Jiang proposes a new approach called Perception-Driven Optimization (PDO) which would establish a two-way conversation between the video provider and its viewers, whether human or machine. Instead of always streaming video at the maximum quality possible, this system would collect data on end user satisfaction, then use that data as a crucial feedback signal to train video streaming models that meet those demands with the minimum use of resources.
“The key to solve this problem is, at least in my belief, that you need to really understand how users perceive the quality of these video streams: the resolution, how smoothly these videos are played,” Jiang said. “Once you have a better understanding of that, then it will go back and solve the real problem of how to build video streaming systems and resource sharing among users, because now you know when users are sensitive to the quality, and then you can allocate and use resources more wisely.”
Currently, most video providers use sample videos and crowdsourcing methods to measure the quality of viewers’ experience, often generalizing to broad categories such as movies, TV shows, or sports. This data is used to train general models “offline,” after the testing, that guide the codecs for streaming videos, but they are a blunt instrument for taking advantage of the differences between users or within content types. These methods are also poorly equipped for live video streams, which by their nature cannot be pre-tested.
Jiang’s PDO system would enable a more individualized approach, allowing video providers to collect user experience data and tune their models “online” for each piece of content as it is streaming. For example, a model could learn that a viewer of a baseball game pays less attention between pitches, thus prioritizing the highest quality video during game action and moving any potential buffering or resolution loss to other times in the broadcast.

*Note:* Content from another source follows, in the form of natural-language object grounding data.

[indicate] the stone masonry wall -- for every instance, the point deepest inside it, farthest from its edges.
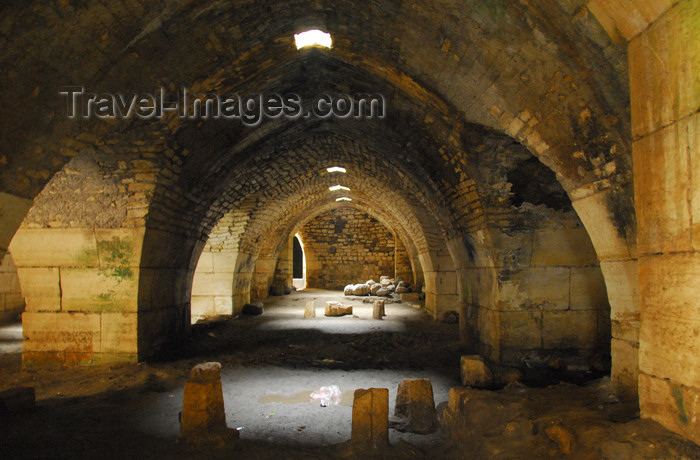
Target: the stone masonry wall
(11, 300)
(348, 247)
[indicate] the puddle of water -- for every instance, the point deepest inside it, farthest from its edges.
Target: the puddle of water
(302, 397)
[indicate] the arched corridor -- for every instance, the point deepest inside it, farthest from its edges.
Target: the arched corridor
(529, 169)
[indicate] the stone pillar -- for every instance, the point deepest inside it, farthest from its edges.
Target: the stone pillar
(81, 287)
(415, 403)
(212, 286)
(378, 312)
(203, 418)
(665, 95)
(310, 310)
(370, 417)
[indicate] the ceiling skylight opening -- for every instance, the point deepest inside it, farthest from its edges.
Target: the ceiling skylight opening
(313, 37)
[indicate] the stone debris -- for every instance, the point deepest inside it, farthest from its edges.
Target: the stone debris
(330, 395)
(253, 309)
(361, 289)
(415, 407)
(475, 373)
(334, 308)
(409, 296)
(385, 287)
(370, 417)
(310, 309)
(203, 418)
(561, 436)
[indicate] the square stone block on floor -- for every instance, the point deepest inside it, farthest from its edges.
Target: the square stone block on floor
(334, 308)
(370, 417)
(415, 407)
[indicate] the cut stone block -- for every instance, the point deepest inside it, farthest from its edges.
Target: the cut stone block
(334, 308)
(409, 296)
(456, 399)
(370, 417)
(475, 373)
(203, 419)
(310, 310)
(378, 312)
(253, 309)
(416, 406)
(360, 289)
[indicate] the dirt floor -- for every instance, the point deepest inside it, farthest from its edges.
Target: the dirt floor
(271, 364)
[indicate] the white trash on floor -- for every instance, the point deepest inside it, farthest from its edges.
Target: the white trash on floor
(327, 395)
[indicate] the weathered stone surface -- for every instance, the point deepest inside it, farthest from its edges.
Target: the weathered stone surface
(253, 309)
(675, 406)
(364, 248)
(17, 400)
(415, 406)
(561, 436)
(409, 297)
(475, 373)
(337, 309)
(203, 418)
(378, 311)
(383, 292)
(370, 417)
(277, 289)
(310, 310)
(361, 289)
(450, 317)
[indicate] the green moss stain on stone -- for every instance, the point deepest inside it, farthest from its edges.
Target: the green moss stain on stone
(115, 252)
(678, 396)
(115, 255)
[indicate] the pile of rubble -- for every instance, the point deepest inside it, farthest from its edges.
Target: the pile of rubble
(385, 287)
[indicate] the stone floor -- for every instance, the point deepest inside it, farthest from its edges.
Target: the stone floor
(271, 363)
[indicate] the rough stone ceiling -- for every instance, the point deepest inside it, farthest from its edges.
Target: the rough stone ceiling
(444, 67)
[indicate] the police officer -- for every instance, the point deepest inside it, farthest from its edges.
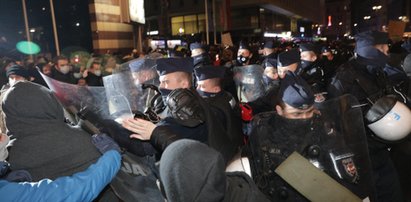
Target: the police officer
(275, 70)
(269, 50)
(199, 55)
(297, 126)
(209, 87)
(188, 116)
(313, 70)
(288, 61)
(330, 61)
(244, 55)
(363, 77)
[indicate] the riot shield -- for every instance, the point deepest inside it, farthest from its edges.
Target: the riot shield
(345, 142)
(75, 97)
(334, 141)
(136, 181)
(136, 87)
(249, 82)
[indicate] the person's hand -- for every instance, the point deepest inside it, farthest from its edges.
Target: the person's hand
(143, 129)
(104, 143)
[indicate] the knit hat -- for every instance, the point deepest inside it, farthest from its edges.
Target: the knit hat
(17, 70)
(3, 147)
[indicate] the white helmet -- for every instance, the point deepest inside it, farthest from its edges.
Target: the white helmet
(389, 119)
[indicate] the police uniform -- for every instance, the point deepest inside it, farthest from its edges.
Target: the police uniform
(274, 138)
(224, 106)
(208, 128)
(363, 77)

In the case of AI “watching” video streams collected by sensors to make our cities and streets safer, those models could communicate with the streaming models to focus resources on the most important data features. Rather than transmitting full-screen HD data at all times, a grid of cameras watching a forest for fires may only need to transmit high-quality footage when a certain luminescence is detected in a region of pixels, or may prioritize the resolution of trees in its view over the sky.
“The system can leverage the feedback from the AI model to stream a lower quality version to the server,” Jiang said. “The server will give you some feedback about how that model wants the video to be further encoded: which part you want to zoom in or zoom out, which part needs to have a higher frame rate. That’s a two-way real-time feedback loop.”
Jiang was already working on new approaches for improving video streaming when he joined UChicago CS in 2018, but he credits his collaborators in the department for expanding his research vision in new ways. Colleagues such as Nick Feamster, Hank Hoffmann, Shan Lu, Ben Zhao, and Heather Zheng have helped bring networking, adaptive systems, and edge computing expertise to Jiang’s work. His students, including Xu Zhang, Kuntai Du, and Zhengxu Xia, have also driven the research in surprising directions, developing new user studies and video analytics.
The project also serves as a valuable exercise for undergraduate students in Jiang’s Introduction to Computer Systems course, as it combines topics of high interest such as machine learning, networking, and computer vision. As an application-focused project, students can literally see with their own eyes how improvements in modeling and quality-of-experience data can improve streaming video.
“That’s probably one of the best ways to attract students who don’t have a lot of experience from a computer science background to get interested in how systems are built,” Jiang said. “You can directly see that, if the systems are built in a better way, it has a direct impact on users’ perception of the application, and then we’re going to naturally ask the question how to allocate and how to best utilize the resource we are going to get.”